Райский остановился, остановил Аянова, ядовито улыбнулся и спросил: «Какое дело, скажи, пожалуйста: это любопытно!»
— Как какое? Служи.
— Разве это дело? Укажи ты мне в службе, за немногими исключениями, дело, без которого бы нельзя было обойтись?
Аянов засвистал от удивления.
— Вот тебе раз! — сказал он и поглядел около себя. — Да вот! — Он указал на полицейского чиновника, который упорно глядел в одну сторону.
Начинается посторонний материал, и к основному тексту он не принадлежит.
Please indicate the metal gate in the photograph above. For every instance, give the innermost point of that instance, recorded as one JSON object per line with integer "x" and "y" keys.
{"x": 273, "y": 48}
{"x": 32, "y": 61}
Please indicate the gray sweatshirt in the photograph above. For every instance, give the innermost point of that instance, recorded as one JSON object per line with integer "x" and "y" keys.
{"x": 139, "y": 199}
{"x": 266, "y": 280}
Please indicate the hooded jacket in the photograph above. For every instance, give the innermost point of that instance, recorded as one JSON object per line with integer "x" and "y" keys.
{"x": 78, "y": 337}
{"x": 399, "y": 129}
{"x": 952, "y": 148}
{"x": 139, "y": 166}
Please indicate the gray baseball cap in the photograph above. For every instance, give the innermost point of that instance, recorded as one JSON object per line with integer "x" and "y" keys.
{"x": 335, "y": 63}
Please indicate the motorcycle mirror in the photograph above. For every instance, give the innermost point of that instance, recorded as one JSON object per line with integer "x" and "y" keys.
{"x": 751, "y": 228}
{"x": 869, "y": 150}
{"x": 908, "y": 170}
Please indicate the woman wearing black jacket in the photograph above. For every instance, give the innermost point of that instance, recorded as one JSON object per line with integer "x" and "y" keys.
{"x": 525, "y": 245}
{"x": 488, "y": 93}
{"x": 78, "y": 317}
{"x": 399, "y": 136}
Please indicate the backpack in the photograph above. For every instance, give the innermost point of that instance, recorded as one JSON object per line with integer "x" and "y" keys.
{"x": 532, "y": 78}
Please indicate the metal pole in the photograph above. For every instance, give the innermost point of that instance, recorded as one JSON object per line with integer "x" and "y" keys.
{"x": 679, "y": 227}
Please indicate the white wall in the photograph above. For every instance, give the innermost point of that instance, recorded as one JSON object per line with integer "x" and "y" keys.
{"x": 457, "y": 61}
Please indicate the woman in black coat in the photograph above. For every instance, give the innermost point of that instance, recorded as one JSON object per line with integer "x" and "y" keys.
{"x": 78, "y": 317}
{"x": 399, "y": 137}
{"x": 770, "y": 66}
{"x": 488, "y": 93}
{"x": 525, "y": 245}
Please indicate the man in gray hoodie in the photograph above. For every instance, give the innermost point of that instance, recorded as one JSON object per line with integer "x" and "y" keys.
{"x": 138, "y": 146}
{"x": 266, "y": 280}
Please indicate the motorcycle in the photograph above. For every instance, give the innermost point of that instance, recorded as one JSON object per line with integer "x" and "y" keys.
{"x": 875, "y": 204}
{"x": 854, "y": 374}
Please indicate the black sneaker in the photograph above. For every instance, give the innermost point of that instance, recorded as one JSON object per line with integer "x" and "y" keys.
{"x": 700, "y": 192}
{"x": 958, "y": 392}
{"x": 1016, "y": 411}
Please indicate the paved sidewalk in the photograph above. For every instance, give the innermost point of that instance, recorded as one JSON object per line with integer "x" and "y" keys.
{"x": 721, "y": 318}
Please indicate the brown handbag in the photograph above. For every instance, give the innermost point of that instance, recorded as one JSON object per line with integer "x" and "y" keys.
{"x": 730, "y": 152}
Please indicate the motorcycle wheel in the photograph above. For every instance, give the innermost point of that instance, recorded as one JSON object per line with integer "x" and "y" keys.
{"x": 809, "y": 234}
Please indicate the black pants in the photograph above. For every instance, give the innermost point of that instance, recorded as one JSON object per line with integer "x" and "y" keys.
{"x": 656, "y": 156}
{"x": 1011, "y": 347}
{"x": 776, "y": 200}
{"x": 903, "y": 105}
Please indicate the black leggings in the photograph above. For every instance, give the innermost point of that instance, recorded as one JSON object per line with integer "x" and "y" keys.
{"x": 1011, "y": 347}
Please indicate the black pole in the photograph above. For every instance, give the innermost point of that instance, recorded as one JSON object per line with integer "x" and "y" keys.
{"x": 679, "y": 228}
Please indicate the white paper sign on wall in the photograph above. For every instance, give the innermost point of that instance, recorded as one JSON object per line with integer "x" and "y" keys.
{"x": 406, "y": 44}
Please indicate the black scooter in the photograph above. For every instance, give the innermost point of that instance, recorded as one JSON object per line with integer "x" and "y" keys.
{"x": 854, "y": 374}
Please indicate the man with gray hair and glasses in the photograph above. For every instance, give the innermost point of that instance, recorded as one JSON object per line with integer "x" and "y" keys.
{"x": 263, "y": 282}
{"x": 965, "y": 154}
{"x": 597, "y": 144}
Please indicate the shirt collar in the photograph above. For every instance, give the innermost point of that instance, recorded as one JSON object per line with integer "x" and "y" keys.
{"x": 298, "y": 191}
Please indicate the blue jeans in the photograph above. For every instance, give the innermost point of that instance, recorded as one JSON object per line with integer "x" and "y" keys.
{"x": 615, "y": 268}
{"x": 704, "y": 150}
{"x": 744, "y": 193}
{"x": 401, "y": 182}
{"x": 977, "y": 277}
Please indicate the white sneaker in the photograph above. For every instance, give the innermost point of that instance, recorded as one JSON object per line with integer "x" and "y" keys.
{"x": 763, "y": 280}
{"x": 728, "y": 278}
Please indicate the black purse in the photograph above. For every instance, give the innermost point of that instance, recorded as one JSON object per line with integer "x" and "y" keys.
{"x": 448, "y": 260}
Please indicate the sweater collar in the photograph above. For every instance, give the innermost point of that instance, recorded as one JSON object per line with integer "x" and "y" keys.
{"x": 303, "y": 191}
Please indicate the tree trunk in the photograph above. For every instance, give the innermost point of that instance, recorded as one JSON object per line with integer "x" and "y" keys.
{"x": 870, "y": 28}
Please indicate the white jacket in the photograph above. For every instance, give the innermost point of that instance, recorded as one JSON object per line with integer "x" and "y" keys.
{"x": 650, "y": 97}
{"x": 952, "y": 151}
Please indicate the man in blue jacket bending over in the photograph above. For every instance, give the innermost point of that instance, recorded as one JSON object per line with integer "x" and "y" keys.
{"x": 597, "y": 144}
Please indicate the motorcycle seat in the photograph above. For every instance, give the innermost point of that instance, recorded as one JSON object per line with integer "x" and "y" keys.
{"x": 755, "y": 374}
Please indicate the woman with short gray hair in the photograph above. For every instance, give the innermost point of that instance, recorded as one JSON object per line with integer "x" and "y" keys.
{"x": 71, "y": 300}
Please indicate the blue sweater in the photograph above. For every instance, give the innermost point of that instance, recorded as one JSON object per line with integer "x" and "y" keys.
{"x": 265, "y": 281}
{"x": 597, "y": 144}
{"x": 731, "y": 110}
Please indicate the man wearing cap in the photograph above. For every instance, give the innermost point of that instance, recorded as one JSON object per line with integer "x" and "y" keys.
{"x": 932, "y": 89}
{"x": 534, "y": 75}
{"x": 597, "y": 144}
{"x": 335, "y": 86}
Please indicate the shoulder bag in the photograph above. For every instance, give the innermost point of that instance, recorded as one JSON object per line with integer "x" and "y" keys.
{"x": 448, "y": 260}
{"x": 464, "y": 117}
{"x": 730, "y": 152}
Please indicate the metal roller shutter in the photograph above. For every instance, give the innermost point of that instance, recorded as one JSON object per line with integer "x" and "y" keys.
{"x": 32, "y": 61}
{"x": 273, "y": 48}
— А спроси его, — сказал Райский, — зачем он тут стоит и кого так пристально высматривает и выжидает? Генерала! А нас с тобой не видит, так что любой прохожий может вытащить у нас платок из кармана. Ужели ты считал делом твои бумаги? Не будем распространяться об этом, а скажу тебе, что я, право, больше делаю, когда мажу свои картины, бренчу на рояле и даже когда поклоняюсь красоте…
— И что особенного, кроме красоты, нашел ты в своей кузине?
— Кроме красоты! Да это все! Впрочем, я мало знаю ее: это-то, вместе с красотой. и влечет меня к ней…
— Как, каждый день вместе и мало знаешь?..
— Мало. Не знаю, что у нее кроется под этим спокойствием, не знаю ее прошлого и не угадываю ее будущего. Женщина она или кукла, живет или подделывается под жизнь? И это мучит меня… Вон, смотри, — продолжал Райский, — видишь эту женщину?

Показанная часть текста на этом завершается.